Mobil yang dikemudikan Daniel melintasi jalanan poros Balikpapan-Samarinda setelah melakukan perjalanan kurang lebih memakan waktu selama 2 jam setengah.
Saat ini, mobil Daniel melintasi jembatan Mahakam. Aiza melepaskan headset dikedua telinganya dan beralih menatap samping jendela mobil Daniel.
Kedua mata Aiza menatap hamparan sungai Mahakam yang luas dan panjang. Airnya berwarna coklat kekuningan jernih.
Ditengah-tengah sungai terdapat sebuah kapal besi bermuatan batu bara yang ditarik menggunakan tali oleh kapal yang ada didepannya.
Kota samarinda memang menjadi salah satu dari ke empat provinsi yang menjadi penghasil batu bara di Indonesia setelah provinsi Sumatra Selatan, Sumatra Barat, dan Kalimantan Selatan.
Di pinggiran sungai dalam jarak beberapa meter terdapat lahan bangunan hotel bertingkat, toko pusat elektronik dan sebuah Mall terbesar di kota Samarinda.
Kemacetan kota Samarinda tidak separah dengan kota-kota lainnya. Jalanan mulus terlihat lenggang. Petugas polisi lalulintas pun menjaga keamanan lalulintas dengan baik.
Sepanjang jalan, Aiza menatap deretan toko kecil penjual makanan khas kota Samarinda. Cemilan lempok durian dan amplang.
Butuh waktu 30 menit kemudian akhirnya Aiza tiba di sebuah tempat dimana dirinya akan tinggal selama berkuliah di Samarinda.
Sebuah kost khusus wanita bertingkat dua dan berdinding beton. Bangunan kost tersebut bercat warna krem campuran warna coklat tua Lokasinya sangat strategis dan hanya memakan waktu 10 menit untuk tiba di universitasnya. Daniel mematikan mesin mobilnya, kemudian ia dan Aiza pun keluar dari mobilnya.

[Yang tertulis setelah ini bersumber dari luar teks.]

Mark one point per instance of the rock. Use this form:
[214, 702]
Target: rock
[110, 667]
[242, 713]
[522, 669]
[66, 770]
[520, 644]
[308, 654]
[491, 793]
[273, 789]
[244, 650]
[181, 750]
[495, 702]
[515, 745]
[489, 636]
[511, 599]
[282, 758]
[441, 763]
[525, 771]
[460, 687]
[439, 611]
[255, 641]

"Ini tempatnya?" tanya Daniel yang kini berada di samping Aiza sambil membantu menarikkan kopernya.
Aiza mengangguk. "Iya. Ini tempatnya."
"Kalau begitu Kakak akan mengantarkanmu sampai sini ya mengingat laki-laki tidak boleh masuk."
"Iya Kak. Terima kasih."
"Sama-sama. Jangan lupa beri tahu Naura kalau kamu sudah sampai."
Aiza mengangguk dan Daniel pun segera kembali menuju mobilnya untuk pulang kerumah.
Sebenarnya Daniel bisa saja beristirahat ditempat lain, namun karena hari ini adalah jadwal liburnya sebagai karyawan swasta dan hanya satu hari membuat Daniel pun akhirnya memilih kembali pulang kerumahnya.
Aiza menatap kepergian sebuah mobil keluarga yang di kemudikan oleh Daniel perlahan menjauh lalu bergantian menatap bangunan kost yang ada didepan matanya.
Kost putri yang terlihat sederhana namun tetap nyaman jika di tinggali mengingat seorang ibu paruh baya pemilik kost itu sangat rajin mengoleksi tanaman bunga-bunga disekitar kost miliknya.
Aiza mulai melangkahkan kakinya menaiki anak tangga satu per satu ketika kamar kostnya berada di lantai atas dan pintu nomor dua dari tangga sebelah kanan.
Sesampainya disana, Aiza merogoh sebuah kunci pintu disaku jaketnya ketika suara seorang wanita menyapanya.
"Hai Asalamualaikum."
Aiza menoleh dan mendapati seorang wanita yang sepertinya seumuran dengannya berdiri sambil menenteng beberapa kantong plastik belanjaan. Wanita cantic dan berhijab syar'i.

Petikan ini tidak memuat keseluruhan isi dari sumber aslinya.